-
Notifications
You must be signed in to change notification settings - Fork 0
Home
Welcome to the Wiki page of Phoenix-Novel-Species. Please find the several code snippets used for characterising the 53 novel strains isolated from the NASA cleanroom Payload Hazardous Servicing Facility (PHSF) located in Kennedy Space Center (KSC), Florida, during the Phoenix mission spacecraft assembly.

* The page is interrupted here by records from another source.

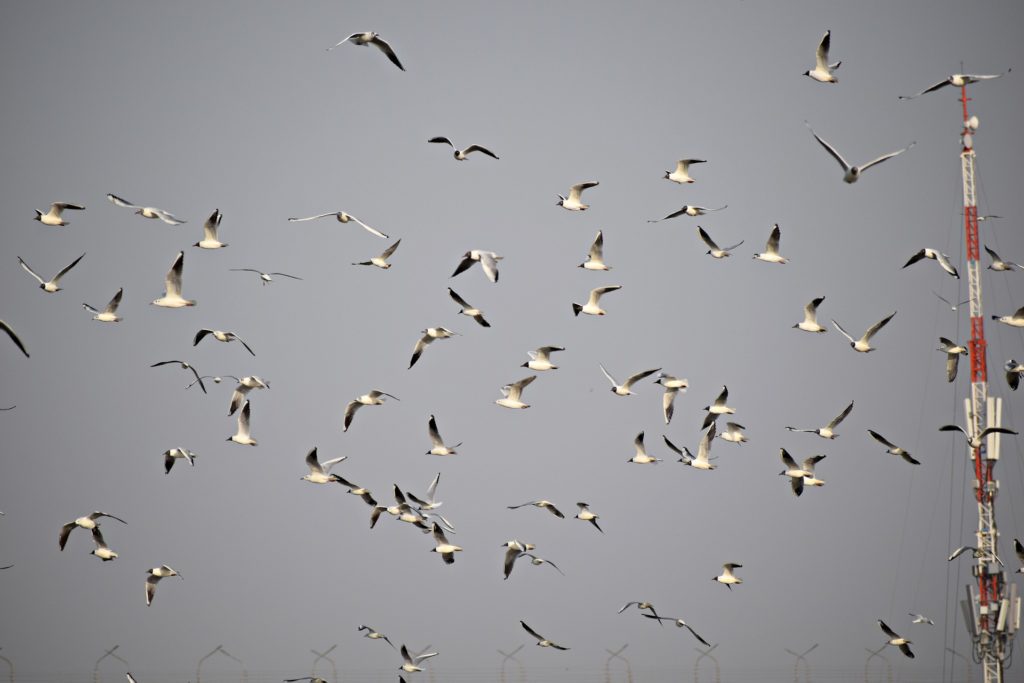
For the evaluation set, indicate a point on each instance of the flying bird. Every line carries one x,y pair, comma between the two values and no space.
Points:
938,257
863,345
592,307
810,322
572,202
828,431
462,155
682,172
850,172
147,211
957,81
156,573
512,393
110,313
822,71
892,449
467,309
342,218
172,287
55,214
210,240
371,38
541,640
221,337
381,260
429,335
52,285
689,210
713,249
486,259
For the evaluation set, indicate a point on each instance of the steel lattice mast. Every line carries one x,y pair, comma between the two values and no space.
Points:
993,613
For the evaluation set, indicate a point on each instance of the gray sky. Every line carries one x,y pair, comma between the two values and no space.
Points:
237,105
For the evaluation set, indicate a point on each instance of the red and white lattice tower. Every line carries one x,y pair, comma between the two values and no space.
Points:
992,613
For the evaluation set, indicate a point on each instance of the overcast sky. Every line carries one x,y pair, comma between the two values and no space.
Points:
193,105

We conducted quality checks of the raw reads (single-end) using FastQC v.0.12.0 (https://github.com/s-andrews/FastQC)
fastqc --threads 16 $r1 -o qscores
Further, Canu v.2.2 (https://github.com/marbl/canu), Flye v.2.9.1 (https://github.com/fenderglass/Flye), and Unicycler v.0.5.0 (https://github.com/rrwick/Unicycler) were utilised on the filtered reads for de novo assembly of the genomes
# Canu
canu -d ${assemblyDir} -p ${prefix} genomeSize=5m -nanopore ${lRead} useGrid=true minReadLength=5000 gridOptions="-t 72:00:00"
# Flye
flye --nano-corr ${lRead} -g 5m --asm-coverage 50 -o ${assemblyDir} --scaffold -t 8 -i 2
# Unicycler
unicycler -t 8 -l ${lR} -o ${assemblyDir}
Genome dereplication was performed using dRep v. 3.4.5 (https://github.com/MrOlm/drep)
dRep dereplicate ${drepDir} -g ${genomeDir}/*.fasta -p 16
Completion and contamination of the assembled genomes were identified using CheckM v.1.2.2 (https://github.com/Ecogenomics/CheckM)
checkm lineage_wf ${genomeDir}/ checkm/ -x .fasta -t 32
Further, the presence of plasmids was identified using MOB-suite v.3.1.8 (https://github.com/phac-nml/mob-suite)
mob_typer --infile ${genomeDir}/${sample}.fasta --out_file Plasmid/${sample}_mobtyper.txt
The final genomes were considered for the calculation of related indices with other type strains.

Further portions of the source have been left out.